Prince fans are no doubt celebrating one of the singer's signature musical offerings by keeping "Purple Rain" on repeat on both the stereo as well as the DVD or Blu Ray player, but even the most ardent fan of the film may not know some of the more obscure facts about the motion picture.

To be sure, here are 10 things every "Purple Rain" fan should know about the Minnesotan's first foray into film, courtesy of NME, the New York Post and Mental Floss.

1. The original title of the film was actually "Dreams."

2.  The film cost $7 million to make but raked in a whopping $68.4 million.

3. Members of Prince's band — the Revolution — Wendy Melvoin and Lisa Coleman were in a romantic relationship during filming, but that fact was never confirmed until much later.
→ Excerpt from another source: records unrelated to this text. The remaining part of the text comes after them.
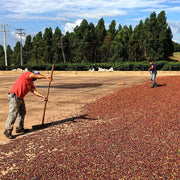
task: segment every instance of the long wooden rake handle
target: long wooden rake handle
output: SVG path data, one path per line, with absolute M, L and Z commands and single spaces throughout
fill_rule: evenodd
M 47 98 L 47 99 L 48 99 L 48 96 L 49 96 L 49 90 L 50 90 L 51 81 L 52 81 L 52 77 L 53 77 L 53 70 L 54 70 L 54 64 L 52 65 L 52 69 L 51 69 L 51 80 L 49 81 L 48 90 L 47 90 L 47 95 L 46 95 L 46 98 Z M 46 105 L 47 105 L 47 101 L 45 101 L 45 103 L 44 103 L 44 111 L 43 111 L 42 125 L 44 124 L 44 118 L 45 118 L 45 113 L 46 113 Z

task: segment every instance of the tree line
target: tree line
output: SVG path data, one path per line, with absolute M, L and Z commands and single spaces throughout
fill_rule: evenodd
M 172 41 L 173 35 L 166 21 L 165 11 L 153 12 L 133 29 L 132 25 L 121 26 L 112 20 L 105 28 L 101 18 L 95 26 L 83 20 L 73 32 L 62 34 L 59 27 L 53 32 L 46 28 L 33 38 L 28 35 L 23 45 L 23 63 L 108 63 L 167 60 L 179 44 Z M 20 42 L 14 49 L 7 46 L 8 66 L 20 65 Z M 0 45 L 0 65 L 4 65 L 4 50 Z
Their relationship spanned two decades.

4. Vanity, one of Prince's protégé's — and love interests — was supposed to star as the female lead but the couple broke up, forcing the singer to choose Apollonia after Jennifer Beals declined the starring role.

5. Both Morris Day and the Time as well as the Revolution were forced to take dancing classes taught by the Minnesota Dance Theatre as a way to get them in shape for the film. 
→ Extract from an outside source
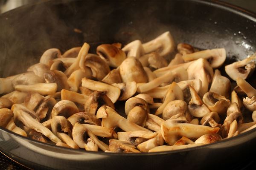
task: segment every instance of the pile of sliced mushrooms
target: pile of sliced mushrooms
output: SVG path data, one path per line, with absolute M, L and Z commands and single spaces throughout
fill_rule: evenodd
M 122 48 L 102 44 L 96 54 L 89 48 L 49 49 L 27 72 L 1 78 L 1 127 L 57 146 L 125 153 L 195 147 L 256 128 L 256 90 L 246 80 L 255 54 L 226 65 L 230 79 L 218 69 L 224 48 L 176 48 L 169 31 Z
6. The motorcycle Prince rode in the movie is a one-of-a-kind, custom made vehicle — a souped up version of a 1981 Honda CB400A.
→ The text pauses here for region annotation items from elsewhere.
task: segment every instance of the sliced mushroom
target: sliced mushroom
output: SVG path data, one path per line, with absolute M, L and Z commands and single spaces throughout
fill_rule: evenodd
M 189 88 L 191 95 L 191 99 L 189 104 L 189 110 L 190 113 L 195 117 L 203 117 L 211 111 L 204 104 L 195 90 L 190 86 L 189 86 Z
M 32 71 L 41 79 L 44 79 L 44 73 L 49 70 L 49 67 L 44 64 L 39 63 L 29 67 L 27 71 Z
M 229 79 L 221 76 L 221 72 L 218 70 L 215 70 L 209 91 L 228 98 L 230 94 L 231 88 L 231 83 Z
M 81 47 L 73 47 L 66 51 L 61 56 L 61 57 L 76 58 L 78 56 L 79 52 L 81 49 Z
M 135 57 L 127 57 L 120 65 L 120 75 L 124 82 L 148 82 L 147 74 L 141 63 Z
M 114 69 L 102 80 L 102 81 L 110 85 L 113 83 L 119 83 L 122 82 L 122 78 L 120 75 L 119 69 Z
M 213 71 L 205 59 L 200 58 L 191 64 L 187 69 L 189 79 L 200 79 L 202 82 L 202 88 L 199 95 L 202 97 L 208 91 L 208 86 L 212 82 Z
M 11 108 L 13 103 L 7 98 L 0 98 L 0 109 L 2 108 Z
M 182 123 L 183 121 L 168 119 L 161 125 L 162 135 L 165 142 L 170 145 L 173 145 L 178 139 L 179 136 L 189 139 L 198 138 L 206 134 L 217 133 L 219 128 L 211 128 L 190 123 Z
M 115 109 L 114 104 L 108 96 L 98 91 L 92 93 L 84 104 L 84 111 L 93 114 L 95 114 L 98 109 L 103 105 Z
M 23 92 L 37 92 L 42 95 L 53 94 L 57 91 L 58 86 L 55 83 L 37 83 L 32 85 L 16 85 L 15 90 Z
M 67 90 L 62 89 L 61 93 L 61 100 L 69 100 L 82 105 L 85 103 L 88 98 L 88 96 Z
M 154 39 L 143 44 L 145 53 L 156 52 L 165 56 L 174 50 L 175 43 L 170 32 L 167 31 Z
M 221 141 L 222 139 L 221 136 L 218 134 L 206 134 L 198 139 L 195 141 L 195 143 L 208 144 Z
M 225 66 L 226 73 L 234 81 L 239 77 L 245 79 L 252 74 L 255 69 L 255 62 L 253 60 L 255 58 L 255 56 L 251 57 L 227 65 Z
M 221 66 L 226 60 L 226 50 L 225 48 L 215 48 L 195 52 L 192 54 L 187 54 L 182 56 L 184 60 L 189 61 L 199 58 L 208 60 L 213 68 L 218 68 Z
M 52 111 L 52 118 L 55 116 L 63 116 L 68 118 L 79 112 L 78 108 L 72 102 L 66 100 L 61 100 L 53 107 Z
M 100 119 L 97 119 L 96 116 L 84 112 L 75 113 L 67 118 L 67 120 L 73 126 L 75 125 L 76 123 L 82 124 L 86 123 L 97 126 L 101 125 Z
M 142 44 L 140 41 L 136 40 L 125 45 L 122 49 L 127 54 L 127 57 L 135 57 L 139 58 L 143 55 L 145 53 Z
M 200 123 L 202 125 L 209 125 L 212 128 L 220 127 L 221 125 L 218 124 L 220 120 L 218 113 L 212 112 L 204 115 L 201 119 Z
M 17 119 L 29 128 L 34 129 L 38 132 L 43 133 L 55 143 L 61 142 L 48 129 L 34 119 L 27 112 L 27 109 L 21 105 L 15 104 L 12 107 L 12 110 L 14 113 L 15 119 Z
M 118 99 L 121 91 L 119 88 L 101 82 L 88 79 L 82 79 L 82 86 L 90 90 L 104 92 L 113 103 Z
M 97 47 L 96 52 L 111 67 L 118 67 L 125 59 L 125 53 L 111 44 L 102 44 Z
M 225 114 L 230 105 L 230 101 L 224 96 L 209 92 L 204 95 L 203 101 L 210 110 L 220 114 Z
7. The scene where Apollonia "purified" herself in Lake Minnetonka landed her a case of hypothermia because it was shot in November in Minnesota.

8. The nightclub in which many performance scenes were filmed was paid $100,000 to stay closed for the better part of a month for production. Prince and the other groups ended up needing just one week to complete everything. 

9. The erotic song, "Darling Nikki," scorned Al Gore's wife, Tipper Gore, what with its explicit lyrics. While the song was obviously included in the movie, its inclusion resulted in Parental Advisory stickers for the soundtrack.

10. The iconic song, "When Doves Cry," almost didn't make the cut for the movie because Prince's manager thought the lack of a bass line would prevent it from becoming a hit. Suffice to say, he was wrong.